As of this writing, all major carrier networks implement permanent virtual circuits (PVCs). These circuits are established via contract with the carrier and typically are build on a flat-rate basis. Although switched virtual circuits (SVCs) have standards support and are provided by the major frame relay backbone switch vendors, they have not been widely implemented in customer equipment or carrier networks.

Your carrier programs its frame relay switches to allow your traffic to pass through the network. These are the essential parameters you must understand:

What do you pay for? Port speed is typically the most costly parameter to increase, though access rates can jump dramatically if new local loops are involved, such as a move from 56 Kbps to T1. Individual PVC fees are next costly. Once a PVC is established, the additional cost to increase CIR is typically small and can be done in small (4 Kbps) increments.

Monitoring Congestion and Discard Eligible Bits

It's important to know that the carrier's backbone is shared by many users and possibly multiple services. To keep you (and everybody else) from sending more data than the network can hold, frames sent above your contracted rate may be marked as Discard Eligible (DE).
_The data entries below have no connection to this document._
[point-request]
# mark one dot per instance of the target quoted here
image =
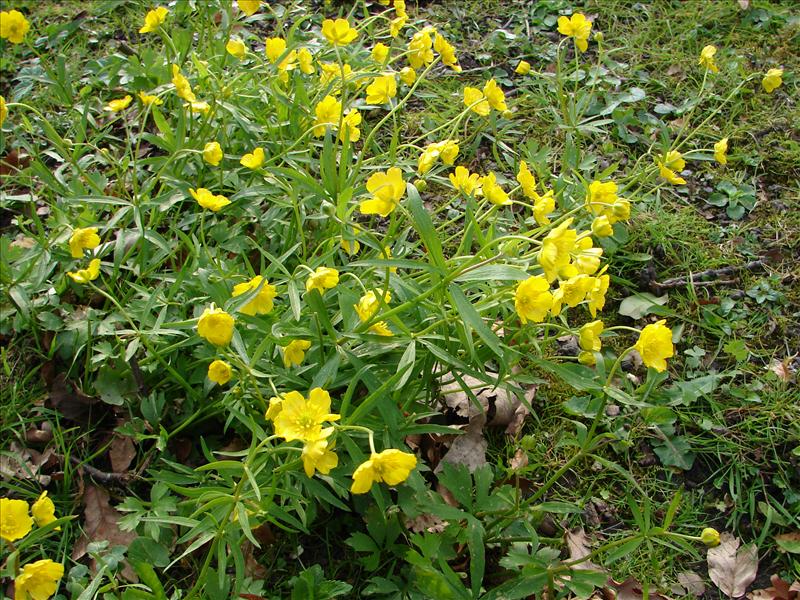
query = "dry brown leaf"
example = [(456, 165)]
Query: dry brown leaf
[(732, 568), (26, 463), (578, 545), (121, 453), (781, 369), (692, 583), (100, 522)]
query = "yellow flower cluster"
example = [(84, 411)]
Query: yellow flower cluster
[(37, 580)]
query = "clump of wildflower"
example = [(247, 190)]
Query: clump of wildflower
[(338, 32), (390, 466), (38, 580)]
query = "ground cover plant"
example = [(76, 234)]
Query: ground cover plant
[(365, 300)]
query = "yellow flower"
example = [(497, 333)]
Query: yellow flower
[(322, 279), (380, 52), (306, 61), (408, 75), (710, 537), (13, 26), (772, 80), (387, 188), (543, 206), (447, 52), (493, 192), (463, 181), (220, 372), (15, 522), (249, 7), (86, 275), (153, 19), (597, 295), (532, 299), (707, 58), (198, 106), (253, 160), (182, 87), (420, 49), (668, 166), (295, 352), (43, 510), (495, 96), (368, 305), (338, 32), (527, 181), (655, 345), (236, 47), (390, 466), (381, 90), (317, 456), (328, 113), (601, 226), (85, 238), (578, 27), (447, 150), (556, 248), (149, 100), (721, 151), (38, 580), (301, 419), (212, 153), (476, 101), (276, 405), (216, 326), (262, 303), (350, 125), (571, 292), (207, 199), (397, 24), (119, 104)]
DE bits are set by the carrier network, not your equipment. If your equipment receives DE-marked frames, this indicates that data sent at this rate in the future may get dropped. This may be an early indicator of traffic rates that you didn't plan for in the design of your frame relay WAN.

Frame relay equipment notices congestion when it sees frames marked with the Forward Error Correction Notification (FECN) and Backward Error Correction (BECN) bits. These merely indicate an overload within the carrier network, and are only of value in monitoring the carrier's health.

You might expect your equipment to notify end stations to stop sending data to keep additional frames from being discarded or hitting a congested network. In practice, however, this doesn't happen: Most routers, bridges and frame relay access devices (FRADs) do nothing when these bits get set. Instead, they expect higher layer protocols, such as TCP/IP, to know how to react implicitly to the packet loss.

The Broadcast Problem

Broadcasts over PVC-based networks such as frame relay create special problems. If the broadcast must go to multiple remote sites through PVCs assigned to a single access channel, your equipment is forced to pump it out over each DLCI in turn. As noted elsewhere, you'll want to minimize the use of broadcasts whenever you can.